Johnson won't ever be a top-tiered fighter, but he's definitely a solid mid-tiered gate keeper. I'm not crucifying him because he looked good in that first round.
The return of Mike Swick may be one of the feel-good story of the year.
Two and a half years on the bench, it seemed like his career was over. Everyone felt that his health issues would force him into retirement.
He persevered through it all and made his long-awaited Octagon return at UFC on Fox 4. After a rough first round, he reverted back to vintage Mike Swick in the second. Those punches on the ground were as vicious as you'll see in the UFC.
I've never been happier to have picked the wrong fighter.
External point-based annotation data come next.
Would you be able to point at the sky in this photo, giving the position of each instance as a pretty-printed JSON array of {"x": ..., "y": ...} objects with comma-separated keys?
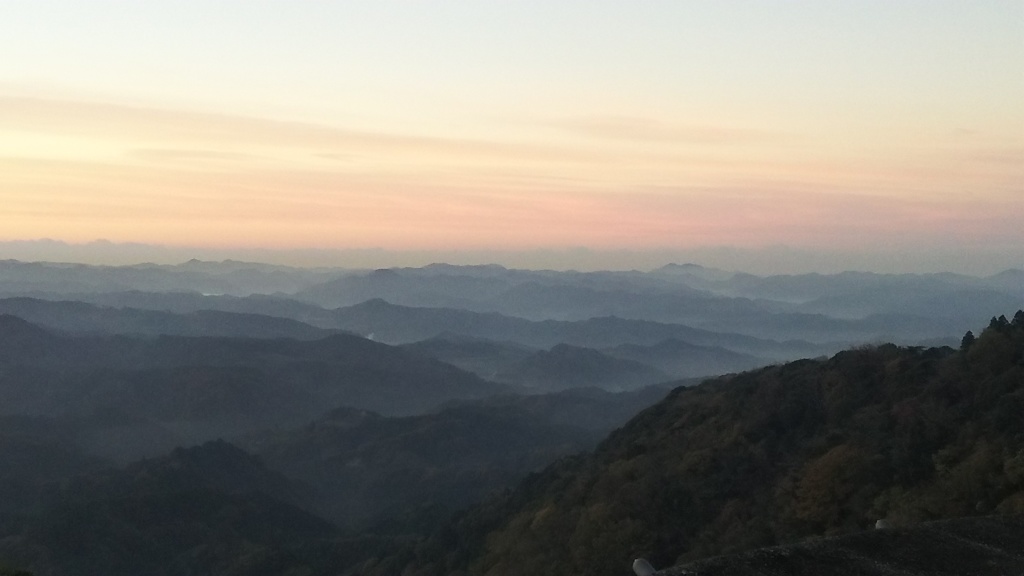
[{"x": 826, "y": 134}]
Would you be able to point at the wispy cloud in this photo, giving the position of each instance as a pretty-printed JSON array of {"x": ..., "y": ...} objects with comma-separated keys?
[{"x": 653, "y": 130}]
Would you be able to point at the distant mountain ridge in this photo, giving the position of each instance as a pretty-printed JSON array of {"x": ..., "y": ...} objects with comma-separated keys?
[{"x": 813, "y": 447}]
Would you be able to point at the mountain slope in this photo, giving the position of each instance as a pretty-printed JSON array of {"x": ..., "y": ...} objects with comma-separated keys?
[{"x": 765, "y": 457}]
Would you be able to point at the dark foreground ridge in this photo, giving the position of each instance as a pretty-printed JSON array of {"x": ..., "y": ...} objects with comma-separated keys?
[{"x": 979, "y": 546}]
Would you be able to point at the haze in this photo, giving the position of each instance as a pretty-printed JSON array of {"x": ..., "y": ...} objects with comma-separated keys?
[{"x": 791, "y": 136}]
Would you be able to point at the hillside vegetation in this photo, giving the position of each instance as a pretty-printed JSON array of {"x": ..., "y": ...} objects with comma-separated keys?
[{"x": 810, "y": 448}]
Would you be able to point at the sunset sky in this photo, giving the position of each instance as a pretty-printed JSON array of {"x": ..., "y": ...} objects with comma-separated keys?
[{"x": 860, "y": 127}]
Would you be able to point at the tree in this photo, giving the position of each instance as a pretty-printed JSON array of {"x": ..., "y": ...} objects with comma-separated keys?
[{"x": 968, "y": 340}]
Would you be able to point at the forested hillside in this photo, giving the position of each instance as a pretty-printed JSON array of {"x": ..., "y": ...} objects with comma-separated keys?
[{"x": 771, "y": 456}]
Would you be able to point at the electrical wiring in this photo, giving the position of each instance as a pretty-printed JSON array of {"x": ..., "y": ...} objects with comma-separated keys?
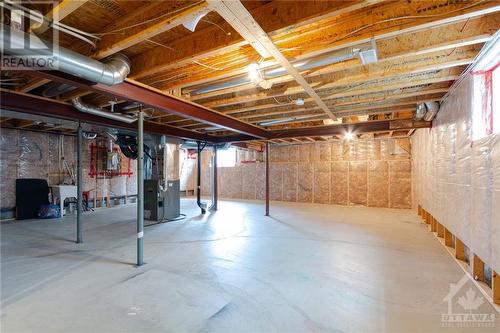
[
  {"x": 405, "y": 17},
  {"x": 160, "y": 44},
  {"x": 217, "y": 25}
]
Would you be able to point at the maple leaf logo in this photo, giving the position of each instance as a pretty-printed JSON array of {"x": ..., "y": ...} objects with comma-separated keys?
[{"x": 470, "y": 301}]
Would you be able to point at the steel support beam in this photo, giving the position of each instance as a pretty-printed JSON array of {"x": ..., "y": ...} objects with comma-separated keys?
[
  {"x": 267, "y": 178},
  {"x": 79, "y": 183},
  {"x": 140, "y": 189},
  {"x": 198, "y": 178},
  {"x": 215, "y": 188},
  {"x": 50, "y": 108},
  {"x": 134, "y": 92}
]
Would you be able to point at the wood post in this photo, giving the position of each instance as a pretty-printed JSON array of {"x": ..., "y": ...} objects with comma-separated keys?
[
  {"x": 448, "y": 238},
  {"x": 459, "y": 249},
  {"x": 440, "y": 229},
  {"x": 495, "y": 286},
  {"x": 478, "y": 268}
]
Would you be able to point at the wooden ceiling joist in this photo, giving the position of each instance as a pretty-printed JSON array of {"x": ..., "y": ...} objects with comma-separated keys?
[{"x": 422, "y": 47}]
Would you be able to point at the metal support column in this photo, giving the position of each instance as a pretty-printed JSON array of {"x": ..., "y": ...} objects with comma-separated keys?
[
  {"x": 267, "y": 178},
  {"x": 215, "y": 189},
  {"x": 79, "y": 185},
  {"x": 140, "y": 188}
]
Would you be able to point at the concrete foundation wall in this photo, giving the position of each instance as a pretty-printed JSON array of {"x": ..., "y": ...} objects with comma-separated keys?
[{"x": 375, "y": 173}]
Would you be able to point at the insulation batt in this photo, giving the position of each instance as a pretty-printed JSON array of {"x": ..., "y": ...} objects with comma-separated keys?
[{"x": 374, "y": 173}]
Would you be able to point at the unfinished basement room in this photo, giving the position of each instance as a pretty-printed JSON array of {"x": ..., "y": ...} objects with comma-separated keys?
[{"x": 250, "y": 166}]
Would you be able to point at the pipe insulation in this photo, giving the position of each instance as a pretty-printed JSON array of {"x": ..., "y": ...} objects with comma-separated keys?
[
  {"x": 110, "y": 72},
  {"x": 87, "y": 108}
]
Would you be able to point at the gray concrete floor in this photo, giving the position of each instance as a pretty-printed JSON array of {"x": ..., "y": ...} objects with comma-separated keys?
[{"x": 308, "y": 268}]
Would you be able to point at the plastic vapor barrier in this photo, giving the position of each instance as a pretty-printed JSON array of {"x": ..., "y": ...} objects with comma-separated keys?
[{"x": 457, "y": 179}]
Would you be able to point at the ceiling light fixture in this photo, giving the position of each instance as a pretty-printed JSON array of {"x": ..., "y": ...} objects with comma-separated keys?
[{"x": 254, "y": 73}]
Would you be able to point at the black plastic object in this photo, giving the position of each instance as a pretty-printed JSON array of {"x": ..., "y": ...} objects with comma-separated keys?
[{"x": 30, "y": 195}]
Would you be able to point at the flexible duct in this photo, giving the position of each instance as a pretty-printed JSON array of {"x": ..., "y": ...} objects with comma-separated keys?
[
  {"x": 113, "y": 71},
  {"x": 420, "y": 111},
  {"x": 83, "y": 107},
  {"x": 426, "y": 111},
  {"x": 432, "y": 109},
  {"x": 318, "y": 61}
]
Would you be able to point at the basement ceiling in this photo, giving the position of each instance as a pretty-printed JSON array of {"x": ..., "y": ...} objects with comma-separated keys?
[{"x": 421, "y": 48}]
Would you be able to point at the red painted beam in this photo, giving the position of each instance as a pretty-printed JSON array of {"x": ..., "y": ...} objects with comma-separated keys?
[
  {"x": 49, "y": 108},
  {"x": 267, "y": 178},
  {"x": 356, "y": 128},
  {"x": 137, "y": 93}
]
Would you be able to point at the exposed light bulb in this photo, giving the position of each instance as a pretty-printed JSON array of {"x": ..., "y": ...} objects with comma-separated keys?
[
  {"x": 299, "y": 101},
  {"x": 254, "y": 72}
]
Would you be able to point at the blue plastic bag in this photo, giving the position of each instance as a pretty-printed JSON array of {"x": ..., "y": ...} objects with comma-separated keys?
[{"x": 49, "y": 211}]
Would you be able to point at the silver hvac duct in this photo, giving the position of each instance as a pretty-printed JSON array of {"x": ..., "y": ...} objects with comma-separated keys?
[
  {"x": 426, "y": 111},
  {"x": 113, "y": 71},
  {"x": 83, "y": 107}
]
Huge win and that's part of why he gets an A.
I actually picked Jamie Varner after speaking with him at the UFC on Fox 4 open workouts. He just seemed to be a really good spot mentally which is a really important intangible in combat sports.
And to be honest, he looked really good tonight. The first round was dominated by Varner as he worked combinations to the body and head. I felt that he was on his way to a decision victory before gassing out in the third.
There's absolutely no shame in losing, especially with how well he performed up to that triangle choke. Hopefully, he looks at the positives instead of just focusing on the loss.
Joe Lauzon was the favorite heading into the fight with Jamie Varner. He was also very calm during fight week.
He looked solid in the first round but still let Varner dictate the pace which created a bit of a scare when Varner landed some heavy shots to the body.
Lauzon regrouped in the second and poured on the pressure and never let Varner settle into his punches. When a boxer can't sit on punches, he's taken off his game, and that's exactly what happened.
The grappling that Lauzon displayed against a high-level wrestler was really impressive as was the triangle choke. I'd like to see more performances like that from Joe Lauzon in the future.
I feel for Ryan Bader.
He's a new father and had the best camp of his career preparing for Lyoto Machida. He's a fighter who needs to push the pace in order to be effective in the cage.
Unfortunately, a fighter like Machida presents such an awkward stylistic matchup that Bader just couldn't get into his game.
He made a mental error which I'm assuming was based on frustration. He charged in and opened himself up to that brutal right hand. The knockout will sting, but he has to realize that he was just faced with a nightmare matchup for a wrestler.
Grading a Lyoto Machida performance is extremely difficult.
Do you look at the output and how busy he was? If so, then that wasn't really all that impressive. He kept distance well but landed a ridiculously low amount of significant strikes.
Do you judge his performance by his ability to bait an opponent? Well then, yeah, he was super impressive. He frustrated Ryan Bader and forced him to take chances that he would normally never take.
There's one thing that you cannot question, and that's the highlight-reel knockout finish. He knew there was a title shot on the line and put a stamp on the night.
Brandon Vera was a huge long shot. And that doesn't even put into words how much of an underdog he really was. He was expected to be a stepping stone on the way for Shogun to secure another shot against Jon Jones.
Apparently, Brandon Vera didn't get that memo because he put on the performance of his career. I mean even the Brandon Vera of 2006 had nothing on the guy who fought tonight.
We saw a composed Brandon Vera who overcame a ton of adversity to push Shogun places that only Dan Henderson could do.
I hope this isn't the last time we see Brandon Vera. I want to see him in the cage as soon as possible.
Shogun will get an "A" because he won the fight. But if we're talking about who was more impressive tonight, it wasn't him. I say this because I, like everyone else, expected Shogun to walk through Brandon Vera.
It wasn't even supposed to be close. So when he doesn't absolutely smash Vera, you have to look at it as a poor showing. I expect that's why he felt it wasn't a good performance when speaking with Joe Rogan in the post-fight interview.
He picks up a much-needed win and cements himself as one of the best in the light heavyweight division.
I'd like to see him matched up with Alex Gustafsson as Machida was awarded the shot against the Jones/Henderson winner.